Avast ye scurvy dogs! Them Call of Duty scallywags be relentless in tormentin' us with their Modern Warfare 3 teasin'. Now they be plannin' a Warzone reveal event, arrr!
2023-07-27
Avast ye scurvy dogs! I be beseechin' ye, unleash a trailer like a proper bilge rat of a video game swashbuckler! No fancy tricks, just a simple share o' yer treasure we be wantin'. Arrr, be a good matey and heed me call!
Arrr, matey! I be pleading with ye, ye scurvy game developers, to release a trailer like any self-respectin' buccaneer! Why ye be makin' me walk the plank of anticipation, waitin' fer a glimpse of yer booty?"Avast ye!" says I, as I sail the treacherous seas of the interwebs, searchin' high and low fer a trailer to satiate me thirst for adventure. But alas, all I find be teasers and tidbits, like crumbs from a parrot's feast. 'Tis a cruel jest, ye landlubbers!
Back in me day, a pirate could trust a trailer to reveal the true colors of a game. We didn't have no fancy CGI or eye-poppin' graphics, but we had a sense of honor. If a game be worth its weight in doubloons, it'd show itself off in all its glory.
But now, ye game developers be playin' tricks on us.

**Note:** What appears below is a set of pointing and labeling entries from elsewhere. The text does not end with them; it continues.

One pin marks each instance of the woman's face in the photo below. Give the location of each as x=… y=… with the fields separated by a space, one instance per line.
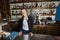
x=24 y=12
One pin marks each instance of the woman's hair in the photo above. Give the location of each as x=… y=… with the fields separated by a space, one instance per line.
x=25 y=10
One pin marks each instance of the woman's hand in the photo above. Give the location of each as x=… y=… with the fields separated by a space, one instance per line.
x=20 y=33
x=31 y=34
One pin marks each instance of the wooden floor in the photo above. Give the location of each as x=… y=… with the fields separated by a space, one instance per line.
x=57 y=37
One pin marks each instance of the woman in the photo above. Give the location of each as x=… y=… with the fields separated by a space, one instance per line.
x=25 y=23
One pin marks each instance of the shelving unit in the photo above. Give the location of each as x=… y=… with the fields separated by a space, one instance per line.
x=5 y=9
x=46 y=7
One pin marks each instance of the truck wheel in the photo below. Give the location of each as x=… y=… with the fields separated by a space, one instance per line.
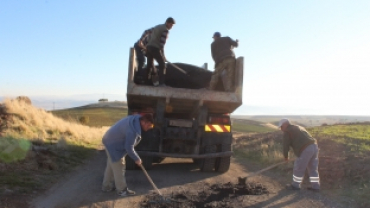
x=223 y=163
x=147 y=161
x=158 y=159
x=208 y=164
x=196 y=161
x=130 y=164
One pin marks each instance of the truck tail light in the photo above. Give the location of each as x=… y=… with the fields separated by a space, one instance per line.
x=224 y=120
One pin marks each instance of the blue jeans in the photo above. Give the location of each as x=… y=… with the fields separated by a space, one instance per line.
x=309 y=159
x=140 y=57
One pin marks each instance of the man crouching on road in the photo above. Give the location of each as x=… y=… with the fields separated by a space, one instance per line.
x=307 y=152
x=119 y=141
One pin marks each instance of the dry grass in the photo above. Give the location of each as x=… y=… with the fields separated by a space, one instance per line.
x=29 y=122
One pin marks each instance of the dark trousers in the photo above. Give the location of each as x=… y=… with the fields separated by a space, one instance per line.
x=140 y=57
x=155 y=53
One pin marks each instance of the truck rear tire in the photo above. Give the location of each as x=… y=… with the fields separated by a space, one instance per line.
x=208 y=164
x=223 y=163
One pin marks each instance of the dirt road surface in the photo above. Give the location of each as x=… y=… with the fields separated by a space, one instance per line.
x=82 y=187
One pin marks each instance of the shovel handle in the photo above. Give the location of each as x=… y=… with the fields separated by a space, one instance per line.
x=268 y=168
x=178 y=68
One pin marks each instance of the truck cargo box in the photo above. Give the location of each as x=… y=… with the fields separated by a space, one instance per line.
x=181 y=100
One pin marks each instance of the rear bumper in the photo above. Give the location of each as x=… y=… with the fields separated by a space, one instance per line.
x=208 y=155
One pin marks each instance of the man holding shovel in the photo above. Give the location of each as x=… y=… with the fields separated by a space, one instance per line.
x=120 y=141
x=307 y=152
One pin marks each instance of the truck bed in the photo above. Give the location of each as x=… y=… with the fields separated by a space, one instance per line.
x=181 y=100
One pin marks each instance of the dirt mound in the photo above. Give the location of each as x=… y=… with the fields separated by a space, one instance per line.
x=227 y=195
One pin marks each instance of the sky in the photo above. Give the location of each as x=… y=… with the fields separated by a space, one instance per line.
x=300 y=57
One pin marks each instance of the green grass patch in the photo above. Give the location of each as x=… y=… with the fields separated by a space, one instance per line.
x=97 y=117
x=356 y=131
x=355 y=136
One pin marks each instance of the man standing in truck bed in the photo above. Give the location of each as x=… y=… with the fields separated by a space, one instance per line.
x=155 y=49
x=224 y=57
x=140 y=51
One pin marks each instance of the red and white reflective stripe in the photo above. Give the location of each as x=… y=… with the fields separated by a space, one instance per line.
x=297 y=179
x=314 y=179
x=217 y=128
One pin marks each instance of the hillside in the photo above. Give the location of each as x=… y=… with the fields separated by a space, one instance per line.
x=305 y=120
x=36 y=147
x=97 y=114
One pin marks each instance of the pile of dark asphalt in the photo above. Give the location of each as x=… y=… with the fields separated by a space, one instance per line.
x=223 y=195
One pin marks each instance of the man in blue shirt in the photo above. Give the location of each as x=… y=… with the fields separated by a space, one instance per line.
x=120 y=141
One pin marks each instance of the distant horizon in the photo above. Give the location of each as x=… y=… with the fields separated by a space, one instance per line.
x=60 y=102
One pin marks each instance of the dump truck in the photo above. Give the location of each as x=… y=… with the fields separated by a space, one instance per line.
x=189 y=123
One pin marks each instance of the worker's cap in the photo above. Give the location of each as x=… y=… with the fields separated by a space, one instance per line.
x=283 y=121
x=170 y=20
x=216 y=34
x=147 y=117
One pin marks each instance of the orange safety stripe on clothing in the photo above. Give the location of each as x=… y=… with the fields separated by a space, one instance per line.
x=217 y=128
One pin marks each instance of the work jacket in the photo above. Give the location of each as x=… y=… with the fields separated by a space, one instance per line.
x=221 y=48
x=122 y=137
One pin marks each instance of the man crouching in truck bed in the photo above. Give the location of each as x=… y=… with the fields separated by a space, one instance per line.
x=119 y=141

Ye dangle the promise of a trailer like a fair maiden's favor, only to snatch it away at the last moment. Ye be messin' with our heads, makin' us question whether yer game be worth its weight in pieces o' eight.
Arr, why not be straight with us, ye scurvy dogs? Stop hidin' behind fancy PR tactics and show us what yer game be made of! Let it shine like the sun reflectin' off the ocean waves, so we can hoist the Jolly Roger and set sail towards adventure!
So I beseech ye, game developers of the 17th century, release a trailer like a normal bunch o' pirates. Spare us the agony of waitin' in Davy Jones' locker, and give us a taste of the treasure we've been seekin'!